Unreported / Non-Citable
Background
The PG&E bankruptcy and its long-running parallel federal securities class action — In re PG&E Corporation Securities Litigation, Case No. 18-cv-03509-EJD (N.D. Cal.) — have generated complex litigation across two forums for years. In the securities case, certain Directors and Underwriters of PG&E are defendants. In the bankruptcy, certain claimants served them with Rule 45 third-party subpoenas seeking discovery related to claims being adjudicated in the bankruptcy.
The Directors and Underwriters moved in Bankruptcy Court for a protective order, arguing that the subpoenas violated the Private Securities Litigation Reform Act’s automatic discovery stay (15 U.S.C. § 78u-4(b)(3)(B)) and were really an end-run around that stay in the parallel securities case. Bankruptcy Judge denied the motion, holding that the PSLRA’s discovery stay does not provide a “safe harbor from third-party discovery from non-parties in the bankruptcy case, regardless of their status as defendants in district court litigation.” The Directors and Underwriters then sought interlocutory review in the District Court under 28 U.S.C. § 158(a)(3).
The Court’s Holding
Judge Haywood S. Gilliam, Jr. denied the motion for leave to appeal and closed the case.
Under § 158(a)(3) and the analogous § 1292(b) framework, the District Court applies the Ninth Circuit’s Cement Antitrust standard: interlocutory appeals are allowed sparingly, and only where there is a controlling question of law, a substantial ground for difference of opinion, and an immediate appeal could materially advance the ultimate termination of the litigation.
While the court acknowledged the unusual posture — securities claims pending in two different forums before two different judges at two different procedural stages — it found no basis for interlocutory review. Even resolving in the Directors and Underwriters’ favor whether the PSLRA stay applies to the bankruptcy proceeding would not materially advance the bankruptcy litigation. As the Bankruptcy Court had pointed out, even if the Directors and Underwriters were dismissed from the parallel federal securities case, they would still need to respond to the bankruptcy claimants’ discovery in the bankruptcy proceeding itself. The Directors and Underwriters offered no explanation as to how applying the PSLRA stay would streamline the bankruptcy litigation.

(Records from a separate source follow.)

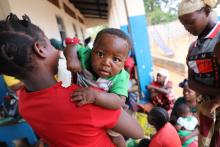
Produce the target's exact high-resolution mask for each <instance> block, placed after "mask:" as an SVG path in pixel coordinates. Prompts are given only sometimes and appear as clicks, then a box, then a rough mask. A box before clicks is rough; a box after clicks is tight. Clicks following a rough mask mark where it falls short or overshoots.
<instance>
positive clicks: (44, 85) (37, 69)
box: [21, 37, 59, 91]
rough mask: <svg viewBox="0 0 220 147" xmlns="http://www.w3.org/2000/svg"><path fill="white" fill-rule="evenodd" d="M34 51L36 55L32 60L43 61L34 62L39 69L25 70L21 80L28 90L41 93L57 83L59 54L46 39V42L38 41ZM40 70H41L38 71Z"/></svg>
mask: <svg viewBox="0 0 220 147" xmlns="http://www.w3.org/2000/svg"><path fill="white" fill-rule="evenodd" d="M33 50H34V52H35V54H33V55H32V58H40V59H41V60H33V61H34V64H36V65H37V67H38V68H34V71H28V70H25V76H24V78H22V79H21V80H22V81H23V82H24V84H25V87H26V89H27V90H29V91H39V90H41V89H45V88H49V87H51V86H52V85H54V84H56V83H57V81H56V79H55V77H54V75H55V74H56V73H57V71H58V68H57V65H58V59H59V52H58V50H56V49H55V48H54V47H52V45H51V44H50V43H49V40H48V38H46V37H44V41H36V42H35V44H34V47H33ZM45 65H50V66H45ZM39 68H40V69H41V70H38V69H39ZM33 73H34V74H33ZM42 81H44V82H42ZM33 83H34V84H33Z"/></svg>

The court added that if the Directors and Underwriters believe the discovery is overly burdensome or disproportionate, the proper remedy is a renewed motion before the Bankruptcy Court for a narrower order, not an interlocutory appeal in the District Court.
Key Takeaways
- The PSLRA’s automatic discovery stay (15 U.S.C. § 78u-4(b)(3)(B)) does not, in the Bankruptcy Court’s reading endorsed implicitly here, extend to third-party discovery sought from non-parties in a bankruptcy proceeding, even when those non-parties are defendants in a parallel federal securities action.
- Discretionary interlocutory review of bankruptcy orders under § 158(a)(3) requires the same demanding showing as § 1292(b) review of district court orders. Even unique multi-forum securities-bankruptcy postures do not relax the standard.
- To satisfy the “material advance” prong, an appellant must explain how an interlocutory ruling would streamline the underlying litigation, not merely save the appellant time or expense as a non-party.
- Burdensomeness and proportionality concerns are best addressed by motions to narrow the scope of subpoenas in the issuing court, not by interlocutory appeal of the threshold scope ruling.
Why It Matters
The PG&E bankruptcy and its securities-class-action shadow have run on parallel tracks for years, raising recurring questions about how the PSLRA’s discovery freeze interacts with the open-discovery culture of bankruptcy proceedings. This order leaves intact a Bankruptcy Court ruling that effectively allows bankruptcy claimants to obtain through Rule 45 subpoenas the same kind of information that the PSLRA stay would otherwise lock down in the parallel securities case.
The practical effect is significant for PSLRA defendants who also have exposure as non-parties in a bankruptcy involving the same conduct. They can no longer assume the PSLRA stay will follow them into the bankruptcy. The opinion is also a useful reminder that interlocutory review under § 158(a)(3) is a narrow window, even in obviously complex multi-forum situations.